コロナによる影響も相まって「リモートワーク」が一般的になり、オンラインで商談や面接が完結できるようになった。いま、起業の働き方は大きく転換期を迎えようとしている。

そんな中、「100人いれば100通りの働き方」というスローガンで次世代の働き方を牽引する企業がある。企業の名は「サイボウズ株式会社」。

新卒1年目から取締役になることができたり、自由すぎる働き方に注目が集まっている。代表取締役の青野さんに、その実態と次世代の人材に求められる素質を伺ってみた。

岡内

青野社長、この度は取材に応じていただきありがとうございます。
お話できること大変楽しみにしておりました。本日はよろしくお願いします。

青野

よろしくお願いします。

<経歴>
青野 慶久(あおの よしひさ)1971年生まれ。愛媛県今治市出身。
大阪大学工学部情報システム工学科卒業後、松下電工(現 パナソニック)を経て、1997年8月愛媛県松山市でサイボウズを設立。2005年4月代表取締役社長に就任。2018年1月代表取締役社長 兼 チームワーク総研所長(現任)

社内のワークスタイル変革を推進し離職率を10分の1に低減するとともに、3児の父として3度の育児休暇を取得。また2011年から事業のクラウド化を進め、2020年にクラウド事業の売上が全体の75%を超えるまで成長。総務省、厚労省、経産省、内閣府、内閣官房の働き方変革プロジェクトの外部アドバイザーを歴任し、CSAJ(一般社団法人コンピュータソフトウェア協会)の副会長を務める。

著書に『ちょいデキ!』(文春新書)、『チームのことだけ、考えた。』(ダイヤモンド社)、『会社というモンスターが、僕たちを不幸にしているのかもしれない。』(PHP研究所)がある。

岡内

今回はサイボウズさんの「自由すぎる働き方の実態」についてと、「誰でも取締役になれるってどういうこと?」についてお伺いしていきたいと思います。

素朴に疑問なんですが、なんでそんなことが実現できるんですか?
(実現できる会社ってめちゃくちゃ少ない気が…)

青野

「誰でも取締役になれる」って情報だけをみるとびっくりされる方は多いですよね。でもその裏には、「徹底的に情報共有された組織」であるという実態があるんです。

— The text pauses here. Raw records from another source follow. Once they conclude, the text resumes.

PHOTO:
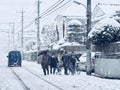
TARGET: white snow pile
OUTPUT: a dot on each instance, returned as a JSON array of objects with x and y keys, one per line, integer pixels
[
  {"x": 83, "y": 57},
  {"x": 100, "y": 24},
  {"x": 61, "y": 43},
  {"x": 74, "y": 22}
]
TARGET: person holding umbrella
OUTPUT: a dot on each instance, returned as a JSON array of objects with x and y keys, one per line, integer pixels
[{"x": 45, "y": 63}]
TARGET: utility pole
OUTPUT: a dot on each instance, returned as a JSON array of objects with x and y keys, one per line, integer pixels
[
  {"x": 38, "y": 28},
  {"x": 88, "y": 42},
  {"x": 22, "y": 32},
  {"x": 13, "y": 35}
]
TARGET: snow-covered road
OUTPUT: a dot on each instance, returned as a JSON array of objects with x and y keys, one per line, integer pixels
[{"x": 32, "y": 76}]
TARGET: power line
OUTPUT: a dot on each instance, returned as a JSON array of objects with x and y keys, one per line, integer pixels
[
  {"x": 55, "y": 9},
  {"x": 52, "y": 7},
  {"x": 109, "y": 4},
  {"x": 45, "y": 12}
]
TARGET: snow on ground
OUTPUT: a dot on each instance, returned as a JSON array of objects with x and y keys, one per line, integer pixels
[{"x": 66, "y": 82}]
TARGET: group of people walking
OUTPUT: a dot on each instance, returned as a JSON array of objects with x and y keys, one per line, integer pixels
[{"x": 54, "y": 63}]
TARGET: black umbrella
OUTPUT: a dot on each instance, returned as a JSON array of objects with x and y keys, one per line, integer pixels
[{"x": 42, "y": 52}]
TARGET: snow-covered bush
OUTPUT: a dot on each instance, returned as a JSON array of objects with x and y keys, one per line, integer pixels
[
  {"x": 105, "y": 31},
  {"x": 106, "y": 35}
]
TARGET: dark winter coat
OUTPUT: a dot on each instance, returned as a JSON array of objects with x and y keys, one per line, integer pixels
[
  {"x": 45, "y": 61},
  {"x": 53, "y": 61}
]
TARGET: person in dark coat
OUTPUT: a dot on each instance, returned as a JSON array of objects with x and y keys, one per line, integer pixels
[
  {"x": 53, "y": 63},
  {"x": 66, "y": 62},
  {"x": 45, "y": 63},
  {"x": 72, "y": 65}
]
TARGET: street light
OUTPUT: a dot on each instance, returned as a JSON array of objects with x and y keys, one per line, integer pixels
[{"x": 88, "y": 42}]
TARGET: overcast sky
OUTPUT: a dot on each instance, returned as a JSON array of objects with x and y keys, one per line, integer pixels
[{"x": 10, "y": 12}]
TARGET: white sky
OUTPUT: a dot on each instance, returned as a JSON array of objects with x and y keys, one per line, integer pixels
[{"x": 9, "y": 12}]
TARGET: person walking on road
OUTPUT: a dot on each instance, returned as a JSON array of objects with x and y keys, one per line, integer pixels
[
  {"x": 45, "y": 63},
  {"x": 53, "y": 63}
]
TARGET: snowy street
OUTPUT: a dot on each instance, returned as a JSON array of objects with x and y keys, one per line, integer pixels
[{"x": 30, "y": 77}]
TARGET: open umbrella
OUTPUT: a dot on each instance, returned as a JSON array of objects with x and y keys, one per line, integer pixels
[{"x": 42, "y": 52}]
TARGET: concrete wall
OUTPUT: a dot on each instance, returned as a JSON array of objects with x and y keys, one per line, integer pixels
[{"x": 109, "y": 68}]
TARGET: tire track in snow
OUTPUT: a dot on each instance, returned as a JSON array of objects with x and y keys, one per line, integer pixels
[
  {"x": 25, "y": 87},
  {"x": 43, "y": 79}
]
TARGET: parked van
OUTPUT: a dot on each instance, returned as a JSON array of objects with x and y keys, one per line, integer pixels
[{"x": 14, "y": 58}]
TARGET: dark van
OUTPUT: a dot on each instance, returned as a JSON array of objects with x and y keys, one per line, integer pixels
[{"x": 14, "y": 58}]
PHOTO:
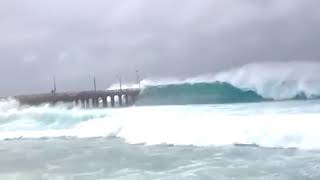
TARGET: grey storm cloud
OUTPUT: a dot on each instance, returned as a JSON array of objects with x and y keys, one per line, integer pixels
[{"x": 78, "y": 39}]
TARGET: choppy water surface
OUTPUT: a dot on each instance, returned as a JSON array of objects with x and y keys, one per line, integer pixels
[
  {"x": 191, "y": 136},
  {"x": 105, "y": 158}
]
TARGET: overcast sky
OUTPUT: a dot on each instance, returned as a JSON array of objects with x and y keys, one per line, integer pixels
[{"x": 79, "y": 39}]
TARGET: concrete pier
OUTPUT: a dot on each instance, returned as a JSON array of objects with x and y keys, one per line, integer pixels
[{"x": 85, "y": 99}]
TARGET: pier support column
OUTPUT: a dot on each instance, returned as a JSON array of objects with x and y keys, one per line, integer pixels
[
  {"x": 83, "y": 103},
  {"x": 105, "y": 103},
  {"x": 126, "y": 97},
  {"x": 87, "y": 104},
  {"x": 112, "y": 101},
  {"x": 95, "y": 102},
  {"x": 120, "y": 100}
]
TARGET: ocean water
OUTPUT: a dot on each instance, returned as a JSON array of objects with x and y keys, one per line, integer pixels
[{"x": 239, "y": 124}]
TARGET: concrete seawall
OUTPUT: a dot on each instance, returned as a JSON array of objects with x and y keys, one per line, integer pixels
[{"x": 85, "y": 99}]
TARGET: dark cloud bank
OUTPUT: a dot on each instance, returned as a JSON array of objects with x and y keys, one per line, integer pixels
[{"x": 77, "y": 39}]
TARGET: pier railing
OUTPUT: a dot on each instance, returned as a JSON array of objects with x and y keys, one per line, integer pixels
[{"x": 85, "y": 99}]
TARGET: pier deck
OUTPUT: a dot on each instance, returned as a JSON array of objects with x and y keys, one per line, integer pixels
[{"x": 85, "y": 99}]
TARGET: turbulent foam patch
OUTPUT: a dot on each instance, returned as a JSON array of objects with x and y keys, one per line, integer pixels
[
  {"x": 273, "y": 124},
  {"x": 249, "y": 83}
]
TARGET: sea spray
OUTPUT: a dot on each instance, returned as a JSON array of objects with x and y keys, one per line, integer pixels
[{"x": 250, "y": 83}]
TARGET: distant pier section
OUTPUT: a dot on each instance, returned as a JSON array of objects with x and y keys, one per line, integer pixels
[{"x": 85, "y": 99}]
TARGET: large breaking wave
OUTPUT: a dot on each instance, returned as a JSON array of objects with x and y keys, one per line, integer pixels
[
  {"x": 250, "y": 83},
  {"x": 271, "y": 124}
]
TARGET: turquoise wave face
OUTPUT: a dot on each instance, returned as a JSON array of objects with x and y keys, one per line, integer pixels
[{"x": 198, "y": 93}]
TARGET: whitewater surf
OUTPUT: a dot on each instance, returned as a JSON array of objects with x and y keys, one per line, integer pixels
[{"x": 238, "y": 124}]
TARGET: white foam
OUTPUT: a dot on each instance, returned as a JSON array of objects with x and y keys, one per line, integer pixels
[
  {"x": 272, "y": 80},
  {"x": 277, "y": 124}
]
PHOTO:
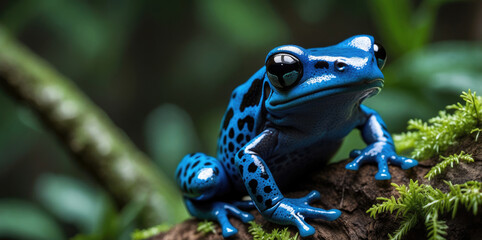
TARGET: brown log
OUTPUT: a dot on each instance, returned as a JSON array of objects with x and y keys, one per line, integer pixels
[{"x": 355, "y": 192}]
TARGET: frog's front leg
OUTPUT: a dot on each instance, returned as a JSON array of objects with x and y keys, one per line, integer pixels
[
  {"x": 380, "y": 147},
  {"x": 265, "y": 193}
]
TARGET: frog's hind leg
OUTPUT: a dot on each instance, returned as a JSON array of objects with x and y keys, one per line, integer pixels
[{"x": 201, "y": 179}]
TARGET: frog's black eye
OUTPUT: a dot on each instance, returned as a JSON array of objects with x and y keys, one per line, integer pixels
[
  {"x": 380, "y": 55},
  {"x": 284, "y": 70}
]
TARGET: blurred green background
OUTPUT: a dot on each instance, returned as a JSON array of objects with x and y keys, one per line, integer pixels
[{"x": 163, "y": 71}]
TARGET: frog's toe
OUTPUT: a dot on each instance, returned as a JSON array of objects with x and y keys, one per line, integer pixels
[
  {"x": 355, "y": 153},
  {"x": 304, "y": 228},
  {"x": 229, "y": 231},
  {"x": 311, "y": 197},
  {"x": 245, "y": 205}
]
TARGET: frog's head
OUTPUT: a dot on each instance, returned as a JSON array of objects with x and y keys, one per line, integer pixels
[{"x": 299, "y": 75}]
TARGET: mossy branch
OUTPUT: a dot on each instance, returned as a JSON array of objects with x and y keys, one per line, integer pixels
[
  {"x": 87, "y": 132},
  {"x": 432, "y": 137}
]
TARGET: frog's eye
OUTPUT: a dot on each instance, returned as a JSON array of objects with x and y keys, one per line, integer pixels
[
  {"x": 380, "y": 55},
  {"x": 284, "y": 70}
]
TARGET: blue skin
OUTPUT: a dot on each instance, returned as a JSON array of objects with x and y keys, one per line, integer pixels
[{"x": 276, "y": 130}]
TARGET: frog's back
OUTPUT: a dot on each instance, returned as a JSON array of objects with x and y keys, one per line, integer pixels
[{"x": 243, "y": 120}]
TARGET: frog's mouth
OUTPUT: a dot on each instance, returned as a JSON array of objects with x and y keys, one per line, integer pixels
[{"x": 368, "y": 87}]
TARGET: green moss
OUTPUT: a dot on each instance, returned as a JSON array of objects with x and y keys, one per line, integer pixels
[
  {"x": 424, "y": 203},
  {"x": 206, "y": 227},
  {"x": 150, "y": 232},
  {"x": 448, "y": 161},
  {"x": 259, "y": 234},
  {"x": 426, "y": 139}
]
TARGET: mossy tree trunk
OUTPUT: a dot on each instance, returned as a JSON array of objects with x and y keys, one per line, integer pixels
[{"x": 355, "y": 192}]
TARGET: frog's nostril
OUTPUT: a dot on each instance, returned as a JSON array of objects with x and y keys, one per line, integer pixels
[
  {"x": 321, "y": 64},
  {"x": 340, "y": 66}
]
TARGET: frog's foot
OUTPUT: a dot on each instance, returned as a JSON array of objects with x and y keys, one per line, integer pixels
[
  {"x": 382, "y": 154},
  {"x": 219, "y": 211},
  {"x": 294, "y": 211}
]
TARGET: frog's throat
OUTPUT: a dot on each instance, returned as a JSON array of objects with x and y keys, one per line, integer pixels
[{"x": 376, "y": 84}]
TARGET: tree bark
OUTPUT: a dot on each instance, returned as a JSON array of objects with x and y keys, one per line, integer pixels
[
  {"x": 87, "y": 132},
  {"x": 354, "y": 193}
]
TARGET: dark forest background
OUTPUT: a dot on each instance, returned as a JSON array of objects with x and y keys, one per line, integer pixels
[{"x": 163, "y": 71}]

例えば、経営会議は社員なら誰でもリアルタイムに視聴が可能です。それ以外の社内の重要な会議もほぼオープンになっていてリアルタイムで視聴が可能だし、動画は保存してるし、議事録も社員が全員見えるところにすぐおいているし…
まあそんな会社なんですね。

岡内

えええ!!そんな重要な会議すら全員見れちゃうんですね!!

青野

さらに、自分が気になったことはツッコミを入れなさいというルールを決めています。見るだけじゃなくて「あれこれおかしいな?」「青野さんこれ現場のことわかってないんじゃない?」って思ったらそこでちゃんと質問をしなさいと言っていますね。

これが「質問責任」という僕たちの掟というか文化なんですよね。質問をしないで愚痴るのは卑怯やでって笑


「質問をしないで愚痴るのは卑怯」
自分にも当てはまることがあるので気が引き締まります…

岡内

たしかに卑怯ですね!笑
(質問するのは勇気がいるけど、そういう社風だから言いやすいんだろうな)

青野

そうなるともう全社員が取締役ですよ笑。

誰もが誰もを見張ることができて、そこに「これはこうした方がええんちゃう?」って助言することが出来るっていう組織になっているんですね。こういう文化をサイボウズは長年かけて作ってきたんです。

岡内

なるほど!!!

青野

で、ある日ハッと気づくんですよ。「法律上の取締役いらなくない?」って笑。

これだけお互い取り締まりまくっているのに、取締役いる?ってなったときに「いらないね」ってなったんです。じゃあ法律上おかないといけないんだったら名乗ってみたい人が名乗ってみたら?ってなって笑。

じゃあ取締役やりたい人いる?
って社内で聞いたら、17人も手が挙がったんですよね。

岡内

すごっ(めっちゃおもろい笑)

青野

「おお、結構いるね」ってなったんですが、みんな取締役になってもらいました笑。でも別に取締役になったからといって、なにか特別な仕事を期待しているわけでもないんですよね。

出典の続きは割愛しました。